To be classified as a personal holding company, a corporation must meet the following two tests for the tax year in question:
1. Five or fewer individuals must own more than 50 percent of the value of the outstanding stock, actually or constructively, at any time during the second half of the taxable year.
2. At least 60 percent of the corporation’s adjusted ordinary gross income for the tax year must be personal holding company income.
It is possible for a corporation to meet these tests one tax year and not the other tax year. It is important to understand that meeting the definition of a personal holding company does not mean that any additional tax is due. If a corporation meets the definition of a personal holding company, it simply means a tax could be imposed.
The personal holding company tax is based on undistributed personal holding company income. In the event a corporation distributes all of its earnings, both the personal holding company tax and the accumulated earnings tax would be irrelevant.

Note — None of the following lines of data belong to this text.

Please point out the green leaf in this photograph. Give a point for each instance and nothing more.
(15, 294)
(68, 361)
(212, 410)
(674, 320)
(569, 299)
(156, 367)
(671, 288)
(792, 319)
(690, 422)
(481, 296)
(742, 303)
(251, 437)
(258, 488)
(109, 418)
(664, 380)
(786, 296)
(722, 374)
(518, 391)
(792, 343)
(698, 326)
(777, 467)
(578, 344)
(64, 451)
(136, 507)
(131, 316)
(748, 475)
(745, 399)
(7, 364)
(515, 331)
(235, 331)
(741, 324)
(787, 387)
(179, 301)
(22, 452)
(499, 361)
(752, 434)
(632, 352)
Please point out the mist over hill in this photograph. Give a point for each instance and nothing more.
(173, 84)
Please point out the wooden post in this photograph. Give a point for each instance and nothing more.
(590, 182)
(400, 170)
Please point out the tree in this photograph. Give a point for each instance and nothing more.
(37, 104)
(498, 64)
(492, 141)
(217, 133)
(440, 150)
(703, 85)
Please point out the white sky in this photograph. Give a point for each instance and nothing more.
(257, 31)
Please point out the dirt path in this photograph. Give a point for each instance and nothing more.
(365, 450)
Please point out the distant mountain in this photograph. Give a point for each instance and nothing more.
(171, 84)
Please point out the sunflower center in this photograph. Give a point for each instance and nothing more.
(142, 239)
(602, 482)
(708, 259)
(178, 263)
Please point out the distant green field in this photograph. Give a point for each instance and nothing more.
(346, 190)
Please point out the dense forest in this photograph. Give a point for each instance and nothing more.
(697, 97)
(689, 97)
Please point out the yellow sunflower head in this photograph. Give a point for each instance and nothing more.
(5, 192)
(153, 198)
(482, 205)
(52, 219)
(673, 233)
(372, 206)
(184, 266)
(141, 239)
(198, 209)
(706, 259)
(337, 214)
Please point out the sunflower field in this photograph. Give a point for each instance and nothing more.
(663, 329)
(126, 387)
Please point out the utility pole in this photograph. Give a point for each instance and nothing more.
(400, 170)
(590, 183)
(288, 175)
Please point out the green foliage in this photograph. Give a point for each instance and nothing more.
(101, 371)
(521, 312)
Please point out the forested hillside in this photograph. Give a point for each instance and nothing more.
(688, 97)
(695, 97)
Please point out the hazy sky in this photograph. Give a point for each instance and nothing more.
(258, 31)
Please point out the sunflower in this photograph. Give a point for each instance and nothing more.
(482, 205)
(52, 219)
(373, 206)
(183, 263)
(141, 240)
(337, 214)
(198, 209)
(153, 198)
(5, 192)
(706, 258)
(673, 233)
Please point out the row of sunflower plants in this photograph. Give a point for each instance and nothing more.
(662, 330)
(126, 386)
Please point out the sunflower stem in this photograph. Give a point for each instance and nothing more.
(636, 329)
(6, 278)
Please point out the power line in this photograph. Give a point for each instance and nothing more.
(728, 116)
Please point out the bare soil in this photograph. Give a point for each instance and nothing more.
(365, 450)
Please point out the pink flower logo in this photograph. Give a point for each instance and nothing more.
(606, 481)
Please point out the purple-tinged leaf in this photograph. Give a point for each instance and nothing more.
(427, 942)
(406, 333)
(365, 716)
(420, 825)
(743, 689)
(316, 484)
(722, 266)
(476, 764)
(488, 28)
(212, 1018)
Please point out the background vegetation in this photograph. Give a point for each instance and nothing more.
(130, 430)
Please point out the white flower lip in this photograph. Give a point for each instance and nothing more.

The following types of corporation are exempt from being treated as a personal holding company:
1. Tax exempt corporations
2. Banks and domestic building and loan associations
3. Life insurance companies
4. Surety companies
5. Foreign corporations
6. Certain lending and finance companies
7. Certain small business investment companies operating under the Small Business Investment Act of 1958
8. Corporations subject to the jurisdiction of a bankruptcy court that is currently in bankruptcy.
It is important to note that an S corporation is not exempt from being considered a personal holding company but is exempt from the personal holding company tax because of its flow through features.